When the shelter moved to the site on Frederick Boulevard in 1981, they were able to expand the cinderblock building to include an education room. Aside from funding received from the City contract, the Society solicited help from the community and received needed funding through grants, contributions, and bequests. At that time, 65% of the shelter animals were brought in by Animal Control Officers and 15% were brought in as strays from concerned citizens. Keith Jeter, the Executive Director, began record keeping with a database in 1997. By 2002, the first Capital Campaign was underway. Mrs. Chapman noted, “When the shelter was built, the average dog was much smaller and the size preference for dogs in 2002 has increased markedly. The cages no longer accommodate many of the animals brought into the shelter.” It required a sizable amount of money to replace the cages at that time. Mr. Jeter pointed out that, “Space alone would not solve the problem of unwanted animals. We need to work to reduce the number of backyard breeders and to encourage people to have their animals spayed or neutered.” The Society has always sought to find homes for as many animals as possible and their goal in 2002 was to get the euthanasia rate below 50%. Another important facet of the Society operations was the educational outreach done by Mrs. Elizabeth Coburn, Humane Educator on staff. She began educational visits to schools, scouts, and other children’s groups and also made many pet therapy visits to nursing and retirement homes. She adopted and trained two fine dogs from PHS for this mission. One grateful resident at a retirement home, Mr. W. Mount, left a generous bequest to the Society in Mrs. Coburn’s honor.
As the Shelter aged, it was evident; another facility would be needed to serve the growing population of pets in Portsmouth. The Society’s second Capital Building Campaign was launched in December 2010. By December 2011, the new and current home of Portsmouth Humane Society was ready: 4022 Seaboard Court in the Industrial Park off of Greenwood Drive. This facility has a capacity for 110 cats and 90 dogs—a total of 200 animals.
At present (January 2019), Julie Poellnitz, Board President, leads a Board of seventeen Directors. The friendly relationship with the City of Portsmouth is still in place.

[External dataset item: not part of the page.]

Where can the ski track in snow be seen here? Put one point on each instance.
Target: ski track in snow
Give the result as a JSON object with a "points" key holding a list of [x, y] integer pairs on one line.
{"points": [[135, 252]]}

PHS serves as the public shelter for the City of Portsmouth.
Increasing both funding streams and volunteer assistance are two important goals to continue to successfully serve the animals in our care. The annual “Cause for Paws” signature event is held the last Saturday in April at North Landing Park in Portsmouth. A 5k race and pet friendly festival help the shelter raise necessary funding to provide a safe, temporary home for the animals which come through our doors.
** Some material for this history was taken from a Virginian-Pilot article dated 2002, with quotes from Mrs. Helen Chapman and Mr. Keith Jeter; a presentation given by Captain Richard Fox to the Rotary Club in 2002; and Shirley Fox, Board Secretary 2006-2010.